Petite nouvelle à faire mourir… de peur

Préface

Je travaille depuis quinze ans auprès d’adolescents autistes. Ce parcours n’a pas toujours été un chemin tranquille. Il y a eu de nombreuses embûches : peurs, douleurs, doutes, colères, fatigues, désespoirs. Mais ce qui a, aussi et surtout, animé ces années, a été l’émerveillement de cette rencontre étrange et imprévisible avec le monde de l’autisme.

Évidemment, pour tenir et garder le cap, j’ai aussi une grande passion qui m’habite depuis ma plus tendre enfance : le cheval, animal fascinant qui a un code hors du commun pour communiquer ses émotions à l’homme.

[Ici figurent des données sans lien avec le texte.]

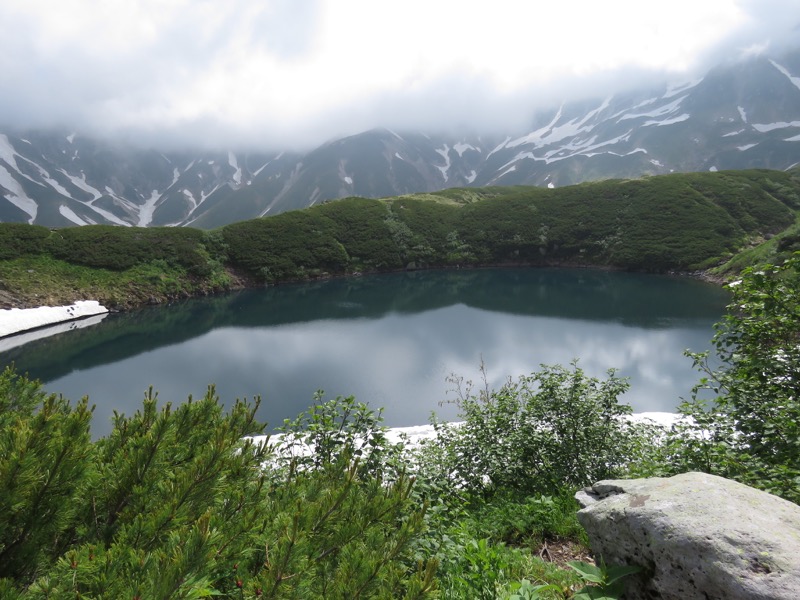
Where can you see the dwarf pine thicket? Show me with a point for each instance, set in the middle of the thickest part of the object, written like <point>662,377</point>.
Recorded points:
<point>179,500</point>
<point>681,222</point>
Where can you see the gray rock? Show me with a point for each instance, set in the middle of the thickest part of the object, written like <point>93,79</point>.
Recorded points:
<point>696,536</point>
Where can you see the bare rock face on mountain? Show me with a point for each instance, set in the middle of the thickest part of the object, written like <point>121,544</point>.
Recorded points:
<point>697,536</point>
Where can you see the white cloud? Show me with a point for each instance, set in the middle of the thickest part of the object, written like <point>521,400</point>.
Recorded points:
<point>299,71</point>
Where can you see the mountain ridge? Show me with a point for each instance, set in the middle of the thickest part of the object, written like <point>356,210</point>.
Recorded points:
<point>737,116</point>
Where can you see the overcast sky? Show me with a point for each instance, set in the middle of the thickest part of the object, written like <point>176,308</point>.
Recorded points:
<point>292,73</point>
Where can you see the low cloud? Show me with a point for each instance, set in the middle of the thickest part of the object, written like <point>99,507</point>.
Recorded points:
<point>294,73</point>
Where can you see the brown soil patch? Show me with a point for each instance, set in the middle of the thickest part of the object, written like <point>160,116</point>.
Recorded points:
<point>560,552</point>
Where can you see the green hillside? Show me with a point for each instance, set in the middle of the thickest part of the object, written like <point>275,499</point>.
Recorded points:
<point>680,222</point>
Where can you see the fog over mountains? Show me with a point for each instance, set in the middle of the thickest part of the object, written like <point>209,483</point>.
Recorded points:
<point>740,115</point>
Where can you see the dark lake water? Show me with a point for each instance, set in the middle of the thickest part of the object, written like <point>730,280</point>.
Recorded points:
<point>390,340</point>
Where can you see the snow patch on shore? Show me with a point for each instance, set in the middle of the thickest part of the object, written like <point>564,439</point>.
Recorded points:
<point>17,320</point>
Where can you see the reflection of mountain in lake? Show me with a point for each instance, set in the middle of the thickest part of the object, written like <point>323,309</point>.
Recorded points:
<point>646,301</point>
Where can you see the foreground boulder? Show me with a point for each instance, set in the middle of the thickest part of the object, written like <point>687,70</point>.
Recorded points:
<point>695,536</point>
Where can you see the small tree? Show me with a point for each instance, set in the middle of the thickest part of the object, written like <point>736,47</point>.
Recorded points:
<point>552,429</point>
<point>749,429</point>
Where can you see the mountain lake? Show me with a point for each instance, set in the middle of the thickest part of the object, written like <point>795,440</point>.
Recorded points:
<point>393,341</point>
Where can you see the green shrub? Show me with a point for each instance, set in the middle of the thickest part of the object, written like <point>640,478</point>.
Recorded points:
<point>20,239</point>
<point>554,429</point>
<point>744,416</point>
<point>181,502</point>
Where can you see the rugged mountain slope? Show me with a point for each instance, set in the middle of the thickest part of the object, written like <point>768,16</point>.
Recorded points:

C’est ainsi qu’après plusieurs recherches sur des expériences vécues, j’ai participé à l’élaboration et mise en place d’une activité équitation avec quatre jeunes de mon établissement.

Vous allez certainement penser que j’ai le goût du risque, peut-être, mais pas à n’importe quel prix !

Ce projet nécessite une attention particulière. La rencontre de ces jeunes adolescents avec le cheval peut présenter quelques dangers.

En  effet, ils ont chacun une façon particulièrement étrange d’appréhender le monde dont ils ne font pas partie avec leurs peurs et leur impulsivité.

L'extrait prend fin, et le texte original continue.